Courses: Useful illustration of bioaccessibility’s modulating effect on heavy-metal exposure assessment, and of geographic variation in baby-cereal Al (Brazilian multicereals 7-8 mg/kg vs French TDS broad cereal mean 0.63 mg/kg).
App: Supports rice-based and non-rice baby-cereal Al contamination_profile values; flag bioaccessibility as a future modeling input.

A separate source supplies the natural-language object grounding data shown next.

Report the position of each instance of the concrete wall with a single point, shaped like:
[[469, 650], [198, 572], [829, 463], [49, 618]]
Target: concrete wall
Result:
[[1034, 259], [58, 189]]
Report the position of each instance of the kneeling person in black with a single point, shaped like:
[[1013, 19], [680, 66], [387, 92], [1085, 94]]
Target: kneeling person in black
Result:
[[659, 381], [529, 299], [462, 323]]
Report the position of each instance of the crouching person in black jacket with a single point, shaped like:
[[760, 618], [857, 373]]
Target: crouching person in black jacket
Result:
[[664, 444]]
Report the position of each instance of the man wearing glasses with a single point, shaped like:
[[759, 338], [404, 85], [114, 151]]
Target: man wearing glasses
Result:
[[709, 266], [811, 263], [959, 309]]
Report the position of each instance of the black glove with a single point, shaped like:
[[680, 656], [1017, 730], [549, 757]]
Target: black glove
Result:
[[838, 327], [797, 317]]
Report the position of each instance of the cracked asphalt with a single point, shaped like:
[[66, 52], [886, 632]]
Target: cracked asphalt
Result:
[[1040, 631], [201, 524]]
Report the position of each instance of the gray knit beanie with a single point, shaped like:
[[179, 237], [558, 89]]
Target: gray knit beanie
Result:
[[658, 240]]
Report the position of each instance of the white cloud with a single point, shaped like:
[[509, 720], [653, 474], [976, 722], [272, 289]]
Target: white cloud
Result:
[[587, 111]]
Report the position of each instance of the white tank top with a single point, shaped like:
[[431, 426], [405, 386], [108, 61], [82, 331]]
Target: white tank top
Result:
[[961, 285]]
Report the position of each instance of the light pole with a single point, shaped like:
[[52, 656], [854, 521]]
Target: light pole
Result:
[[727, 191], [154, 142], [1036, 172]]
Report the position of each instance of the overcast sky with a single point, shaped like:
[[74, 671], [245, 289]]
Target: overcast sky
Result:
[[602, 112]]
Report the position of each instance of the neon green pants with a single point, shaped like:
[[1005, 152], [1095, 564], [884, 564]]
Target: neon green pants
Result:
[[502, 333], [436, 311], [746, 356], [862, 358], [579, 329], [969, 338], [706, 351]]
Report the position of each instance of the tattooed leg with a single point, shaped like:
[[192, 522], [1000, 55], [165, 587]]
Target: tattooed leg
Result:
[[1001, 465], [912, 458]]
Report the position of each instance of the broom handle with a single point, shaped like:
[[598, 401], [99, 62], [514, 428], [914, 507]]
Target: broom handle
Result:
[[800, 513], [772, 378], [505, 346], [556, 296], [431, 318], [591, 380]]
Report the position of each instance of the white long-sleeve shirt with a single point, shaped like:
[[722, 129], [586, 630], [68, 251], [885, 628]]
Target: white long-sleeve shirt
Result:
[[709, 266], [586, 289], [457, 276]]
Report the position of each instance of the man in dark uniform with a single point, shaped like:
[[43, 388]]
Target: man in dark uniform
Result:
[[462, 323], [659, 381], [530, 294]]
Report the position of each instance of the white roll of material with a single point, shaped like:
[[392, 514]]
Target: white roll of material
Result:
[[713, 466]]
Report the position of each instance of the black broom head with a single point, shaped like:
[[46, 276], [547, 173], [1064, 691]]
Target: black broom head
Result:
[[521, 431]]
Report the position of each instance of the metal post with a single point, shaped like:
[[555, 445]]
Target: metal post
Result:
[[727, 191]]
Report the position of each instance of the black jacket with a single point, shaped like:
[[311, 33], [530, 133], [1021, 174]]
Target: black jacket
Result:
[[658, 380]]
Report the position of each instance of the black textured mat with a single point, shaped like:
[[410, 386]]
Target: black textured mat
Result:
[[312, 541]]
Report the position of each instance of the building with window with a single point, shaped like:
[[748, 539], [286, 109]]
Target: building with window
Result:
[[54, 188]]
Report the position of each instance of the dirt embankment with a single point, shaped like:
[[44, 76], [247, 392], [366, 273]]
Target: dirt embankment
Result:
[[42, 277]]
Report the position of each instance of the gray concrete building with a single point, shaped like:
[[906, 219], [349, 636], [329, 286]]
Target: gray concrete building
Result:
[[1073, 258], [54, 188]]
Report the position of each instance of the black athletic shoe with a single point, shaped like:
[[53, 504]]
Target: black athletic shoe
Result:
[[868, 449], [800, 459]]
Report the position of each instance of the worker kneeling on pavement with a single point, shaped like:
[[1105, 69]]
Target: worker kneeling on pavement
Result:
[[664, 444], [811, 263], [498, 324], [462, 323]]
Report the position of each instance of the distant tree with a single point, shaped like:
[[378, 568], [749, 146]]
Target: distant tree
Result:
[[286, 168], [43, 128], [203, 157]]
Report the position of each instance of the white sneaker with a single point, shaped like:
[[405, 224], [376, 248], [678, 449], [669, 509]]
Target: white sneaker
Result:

Microbiome: No direct microbiome endpoint, though the authors discuss antinutritional factors (phytates, fiber) reducing Al bioaccessibility — a potential gut-microbiome-mediated mechanism.
Provenance Notes
Karen externally fetched this paper on 2026-05-09 and dropped it at raw/external-fetch/depaiva2020.pdf. The paper was substituted from the wishlist’s Al-baby-cereal slot (originally Filippini 2020 PMID 32247442 was queued; de Paiva 2020 covers the same gap with Brazilian instead of European data). Published in Food Research International under standard Elsevier paywall; author-shared copy used internally only. Wiki cites the article record (DOI 10.1016/j.foodres.2019.108965).